H100 is significantly more powerful: ~3× the FP16 throughput (989 TFLOPS vs 312 TFLOPS), ~2× the memory bandwidth (3.35TB/s vs 2TB/s on SXM variants), and natively supports FP8 precision for inference. H100 is the right choice if you're training large models (7B+ parameters), running high-throughput inference, or need NVLink 4.0 for multi-GPU scaling. A100 remains excellent for most ML workloads and is typically 2–3× cheaper per GPU-hour ($2–3/hr vs $4–8/hr for H100). For fine-tuning models up to 70B parameters or production inference, A100 80GB often delivers better cost-efficiency.
GPU server costs reflect the hardware economics: a single NVIDIA H100 SXM card has an MSRP of $25,000–35,000, while an A100 runs $10,000–15,000. Beyond hardware, GPU servers require high-wattage power infrastructure (300–700W per GPU), specialized cooling (liquid cooling for dense H100 DGX systems), expensive NVLink interconnects for multi-GPU setups, and scarcity-driven demand from AI companies. Cloud providers typically target 18–24 month hardware payback periods, which sets the floor for pricing. H100 instances typically run $4–8/hr; A100 80GB costs $2–4/hr; RTX 4090 starts around $0.50–1.50/hr depending on provider.
Yes, though the GPU model matters. For cloud gaming (streaming via RDP/Parsec): providers offering NVIDIA RTX 4090 or A10G instances with Windows are best. Look for low-latency datacenter locations and providers specifically supporting gaming workloads. For professional 3D rendering (Blender, V-Ray, Redshift): A100 and H100 offer the best performance for production rendering pipelines. RTX 4090 cloud instances are popular for smaller studios due to their consumer GPU driver support for rendering engines. Hourly billing makes this cost-effective — render a scene, then stop the instance.

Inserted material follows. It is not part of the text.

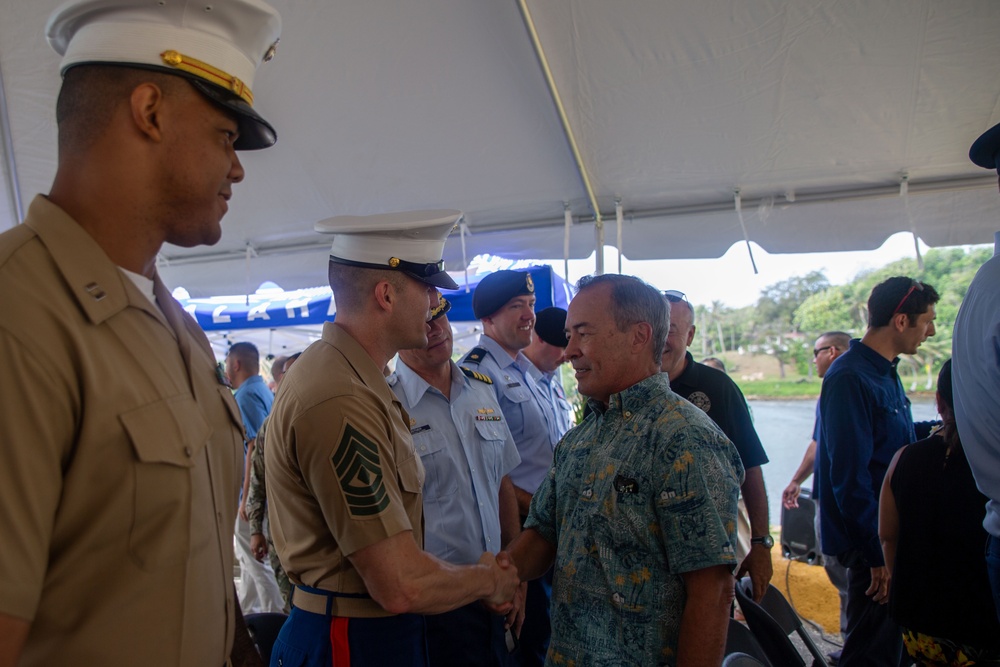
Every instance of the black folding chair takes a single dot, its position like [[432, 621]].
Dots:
[[770, 635], [264, 629], [775, 604], [741, 642]]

Enterprise GPUs (H100, A100, L40S, A10G) are engineered for 24/7 datacenter operation: ECC memory for data integrity, higher VRAM (40–141GB), NVLink for multi-GPU interconnects, MIG (Multi-Instance GPU) support on A100/H100 for partitioning, better double-precision performance for scientific computing, longer warranties, and enterprise driver/CUDA support. Consumer GPUs (RTX 4090, RTX 4080) cost 5–10× less and are excellent for development and inference, but lack ECC, have limited VRAM (24GB max), and can have driver restrictions in headless datacenter environments. For production training of large models, enterprise GPUs are strongly recommended.